The MHS, which I have written about before, continues to progress. The stakes are large. And this is not an inexpensive trial to participate in for manufacturers. It is said that each company entering a gun into this trial will end up spending $1 million or more—with no guarantee of a big, fat contract at the end.
The MHS process so far has been described by Sen. John McCain (R-Ariz.) as “Byzantine.” I am not sure that even Aristophanes would have had the patience to wade through the more than 350-page requirement. And in all those 350 pages, it does not even set the cartridge that this new gun might be chambered in. The gun manufacturer had to decide which gun and which load to submit, pairing a gun with a load, be it 5.7 mm, 9 mm, .357 SIG, .40 S&W or .45 ACP. This at a time when 9 mm Luger is getting a more serious look from every law enforcement agency in the nation. And there is no guarantee that the Army will actually place an order at the end of this several year-long process. Then there is whole, pesky NATO standardization thing.
In order for a new service pistol to be issued to soldiers, there actually has to be funding through the appropriations process. And the funding is not limited to just writing a check for the guns themselves. There are additional costs, such as spare parts and, in particular, training. Training armorers as well as the troops to use the new gun, whatever it may be, and in whatever caliber it might be chambered for.
Some companies have bowed out of the process altogether. The recently introduced Ruger American Pistol was designed to meet many of the requirements set forth for the XM17. But Ruger's management decided it was a bad investment to participate in the program. Ruger would, of course, have liked to have that feather in its cap, after all the only U.S. military procurement of Ruger handguns in the past has been limited to some .38 Spl. revolvers for the Air Force and .22 Long Rifle training and competition guns.

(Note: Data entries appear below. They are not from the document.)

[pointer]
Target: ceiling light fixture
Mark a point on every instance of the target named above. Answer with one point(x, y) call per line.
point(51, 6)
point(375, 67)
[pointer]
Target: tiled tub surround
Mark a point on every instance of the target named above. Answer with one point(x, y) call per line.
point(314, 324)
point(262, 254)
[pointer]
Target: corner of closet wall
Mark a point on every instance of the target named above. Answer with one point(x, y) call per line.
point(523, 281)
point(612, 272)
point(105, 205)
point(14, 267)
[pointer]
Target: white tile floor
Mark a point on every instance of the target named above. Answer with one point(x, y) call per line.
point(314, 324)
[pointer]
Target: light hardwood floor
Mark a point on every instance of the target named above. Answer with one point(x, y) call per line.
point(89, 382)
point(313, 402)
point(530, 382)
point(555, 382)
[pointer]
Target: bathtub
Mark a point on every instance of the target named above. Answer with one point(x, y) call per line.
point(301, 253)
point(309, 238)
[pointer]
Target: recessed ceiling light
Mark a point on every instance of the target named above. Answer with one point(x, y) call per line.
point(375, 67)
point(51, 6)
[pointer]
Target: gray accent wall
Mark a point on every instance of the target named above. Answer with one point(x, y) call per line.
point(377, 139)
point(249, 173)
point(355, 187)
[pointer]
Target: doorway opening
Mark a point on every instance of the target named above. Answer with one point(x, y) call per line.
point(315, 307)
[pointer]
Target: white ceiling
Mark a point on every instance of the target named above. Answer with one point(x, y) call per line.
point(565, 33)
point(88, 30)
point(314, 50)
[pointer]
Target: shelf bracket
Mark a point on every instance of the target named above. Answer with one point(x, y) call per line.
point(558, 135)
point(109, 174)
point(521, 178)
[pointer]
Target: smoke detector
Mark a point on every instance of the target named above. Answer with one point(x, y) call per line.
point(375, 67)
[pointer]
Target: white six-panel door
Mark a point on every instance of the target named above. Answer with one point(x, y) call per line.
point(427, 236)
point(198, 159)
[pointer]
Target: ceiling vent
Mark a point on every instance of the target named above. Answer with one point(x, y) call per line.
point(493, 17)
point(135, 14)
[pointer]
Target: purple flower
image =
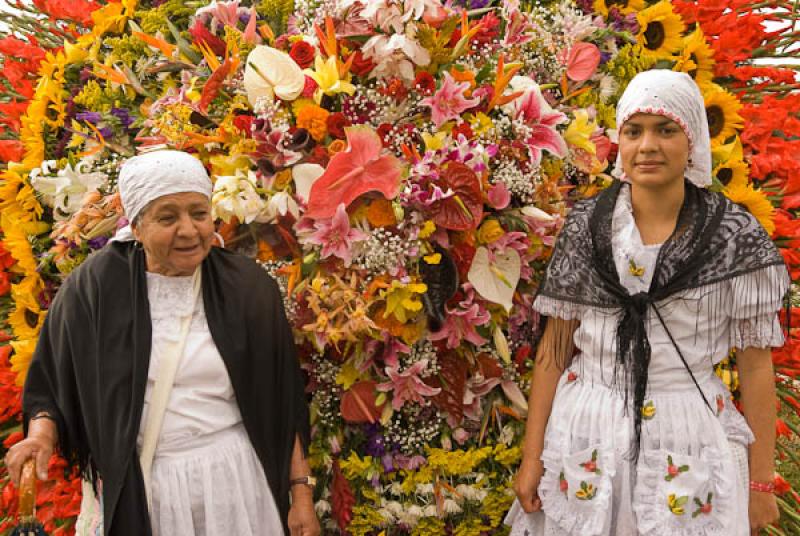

But that has not scared other manufacturers away. Glock will be submitting guns, as well SIG Sauer with its new P320. Fabrique Nationale—through U.S. subsidiary FN America—has confirmed it will submit a striker-fired 9 mm pistol, and Smith & Wesson is betting on a variant of the M&P. Last I checked, Heckler & Koch was on the fence, but Beretta is definitely participating.
The U.S. M9 in 9x19 mm NATO has been the standard sidearm of the U.S. military since the Italian design replaced the M1911 in 1985. Beretta sought to meet many of the Army’s requirements with an updated version of its gun dubbed the M9A3 under its existing contract. But the Army soundly rejected Beretta’s attempt, and the M9A3 was disqualified from entrance. Beretta is instead entering its new APX pistol for consideration as the XM17.
There is no doubt that our troops, who face increasing threats around the world, need the finest combat pistol available. Because when a soldier on the battlefield needs to go to his or her sidearm, things have gotten very bad indeed. It is my hope the XM17, regardless of which company makes it and whatever cartridge it takes, is the right tool for the job.